Hitting any cap pauses the scan; the partial catalog is preserved.
Audit trail
forge_agent_runs records every agent invocation: which agent, which dataset,
input fingerprint, token usage, wall-clock time, output fingerprint, and the
install_uuid. Replay a scan by re-running the same input fingerprints; the
output should hash-match (modulo non-determinism flagged at the LLM call boundary).
Promotion gate
Generated strategies are sandboxed and never auto-deployed. You review the code, the backtest, and the metrics before Promote moves the file into your active strategies directory; only then can it be deployed live.
Costs
Default budgets per agent (configurable per install).

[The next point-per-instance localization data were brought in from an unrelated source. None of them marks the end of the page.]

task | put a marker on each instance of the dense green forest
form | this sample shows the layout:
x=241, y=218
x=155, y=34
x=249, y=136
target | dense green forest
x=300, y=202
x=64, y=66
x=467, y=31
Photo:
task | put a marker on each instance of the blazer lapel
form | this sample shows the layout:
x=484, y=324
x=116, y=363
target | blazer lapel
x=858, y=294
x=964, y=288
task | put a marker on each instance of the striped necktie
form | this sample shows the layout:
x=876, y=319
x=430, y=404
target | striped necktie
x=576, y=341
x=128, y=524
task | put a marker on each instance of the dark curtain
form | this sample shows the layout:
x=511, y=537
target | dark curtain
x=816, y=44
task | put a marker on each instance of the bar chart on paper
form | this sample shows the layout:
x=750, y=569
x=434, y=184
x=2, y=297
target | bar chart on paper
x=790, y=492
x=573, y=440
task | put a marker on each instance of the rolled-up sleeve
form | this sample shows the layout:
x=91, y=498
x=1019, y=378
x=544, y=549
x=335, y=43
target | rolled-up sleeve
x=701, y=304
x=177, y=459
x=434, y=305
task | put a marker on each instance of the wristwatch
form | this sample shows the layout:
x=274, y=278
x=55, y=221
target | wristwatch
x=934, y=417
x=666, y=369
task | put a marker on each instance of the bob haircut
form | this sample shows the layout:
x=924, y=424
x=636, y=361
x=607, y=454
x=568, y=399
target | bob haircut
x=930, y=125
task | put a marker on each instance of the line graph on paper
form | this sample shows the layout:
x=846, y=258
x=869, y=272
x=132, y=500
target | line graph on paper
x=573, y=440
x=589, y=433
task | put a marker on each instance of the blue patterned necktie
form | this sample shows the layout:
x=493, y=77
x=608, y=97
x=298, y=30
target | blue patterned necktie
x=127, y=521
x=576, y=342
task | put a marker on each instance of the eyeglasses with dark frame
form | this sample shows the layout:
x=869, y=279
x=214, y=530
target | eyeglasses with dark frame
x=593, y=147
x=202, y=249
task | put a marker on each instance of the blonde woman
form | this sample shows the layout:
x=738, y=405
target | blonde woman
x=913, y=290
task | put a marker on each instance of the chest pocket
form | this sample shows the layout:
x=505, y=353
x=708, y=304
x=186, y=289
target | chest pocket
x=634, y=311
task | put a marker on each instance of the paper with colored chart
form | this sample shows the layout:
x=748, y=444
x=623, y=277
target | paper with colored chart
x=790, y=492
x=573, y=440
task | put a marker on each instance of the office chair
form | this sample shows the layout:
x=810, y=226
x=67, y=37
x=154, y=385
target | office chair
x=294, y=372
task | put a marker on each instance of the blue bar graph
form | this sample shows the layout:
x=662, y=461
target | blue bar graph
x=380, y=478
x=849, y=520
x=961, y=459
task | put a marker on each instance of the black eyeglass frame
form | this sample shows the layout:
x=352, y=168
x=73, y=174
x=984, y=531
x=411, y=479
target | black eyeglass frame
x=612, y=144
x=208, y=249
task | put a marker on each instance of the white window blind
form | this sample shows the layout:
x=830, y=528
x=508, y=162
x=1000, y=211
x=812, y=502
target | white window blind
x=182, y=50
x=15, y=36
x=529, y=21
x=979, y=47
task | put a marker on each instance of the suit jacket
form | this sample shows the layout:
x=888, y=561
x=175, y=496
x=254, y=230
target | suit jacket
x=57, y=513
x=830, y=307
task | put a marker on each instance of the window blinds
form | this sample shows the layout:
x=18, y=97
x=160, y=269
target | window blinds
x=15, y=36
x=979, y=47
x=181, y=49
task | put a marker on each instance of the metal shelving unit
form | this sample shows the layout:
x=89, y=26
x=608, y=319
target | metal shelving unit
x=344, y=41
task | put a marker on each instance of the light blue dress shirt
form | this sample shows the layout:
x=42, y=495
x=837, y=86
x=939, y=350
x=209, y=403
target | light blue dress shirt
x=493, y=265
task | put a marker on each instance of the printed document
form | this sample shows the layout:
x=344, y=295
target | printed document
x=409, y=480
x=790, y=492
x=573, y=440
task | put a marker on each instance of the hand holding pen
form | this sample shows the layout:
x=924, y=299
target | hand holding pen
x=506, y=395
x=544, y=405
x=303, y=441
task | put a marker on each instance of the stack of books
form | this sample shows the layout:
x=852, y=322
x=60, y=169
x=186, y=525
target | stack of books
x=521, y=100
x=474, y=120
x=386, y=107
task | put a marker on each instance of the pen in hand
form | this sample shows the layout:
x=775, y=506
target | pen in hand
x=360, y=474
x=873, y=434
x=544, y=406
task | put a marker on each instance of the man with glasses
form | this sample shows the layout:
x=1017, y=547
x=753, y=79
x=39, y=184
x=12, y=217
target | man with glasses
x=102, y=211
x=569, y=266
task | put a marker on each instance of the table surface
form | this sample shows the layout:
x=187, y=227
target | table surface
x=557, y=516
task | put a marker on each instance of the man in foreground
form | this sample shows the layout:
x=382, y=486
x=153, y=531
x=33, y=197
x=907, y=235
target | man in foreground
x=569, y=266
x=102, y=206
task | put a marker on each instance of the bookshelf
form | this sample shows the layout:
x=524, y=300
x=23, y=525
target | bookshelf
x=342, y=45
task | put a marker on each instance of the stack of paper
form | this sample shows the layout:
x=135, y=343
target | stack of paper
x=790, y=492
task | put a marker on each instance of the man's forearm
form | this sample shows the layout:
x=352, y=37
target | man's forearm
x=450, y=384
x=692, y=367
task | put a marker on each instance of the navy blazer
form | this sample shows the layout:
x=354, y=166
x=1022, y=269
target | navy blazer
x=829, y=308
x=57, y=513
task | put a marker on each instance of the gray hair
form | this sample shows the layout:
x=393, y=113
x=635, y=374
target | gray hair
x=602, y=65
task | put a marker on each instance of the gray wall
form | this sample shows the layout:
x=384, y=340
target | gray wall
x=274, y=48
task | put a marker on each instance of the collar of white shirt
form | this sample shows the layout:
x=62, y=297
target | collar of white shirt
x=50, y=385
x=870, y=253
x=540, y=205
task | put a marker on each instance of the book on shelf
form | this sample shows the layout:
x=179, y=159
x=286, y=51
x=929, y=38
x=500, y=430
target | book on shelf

| Agent | Per-call cap | Per-scan cap | Model |
|---|---|---|---|
| Discovery | 4k input / 1k output | $0.10 | Claude Haiku |
| Probe | 2k input / 500 output | $0.50 / dataset | Claude Haiku |
| Planner | 16k input / 4k output | $1.50 | Claude Sonnet |
| Synthesis | 32k input / 8k output | $2.50 / candidate | Claude Sonnet |
Cost is logged in forge_agent_runs.cost_usd. Aggregate with a
direct SQL query (SELECT SUM(cost_usd) FROM forge_agent_runs WHERE created_at > now() - interval '30 days')
until the auracle forge costs CLI ships in v1.1.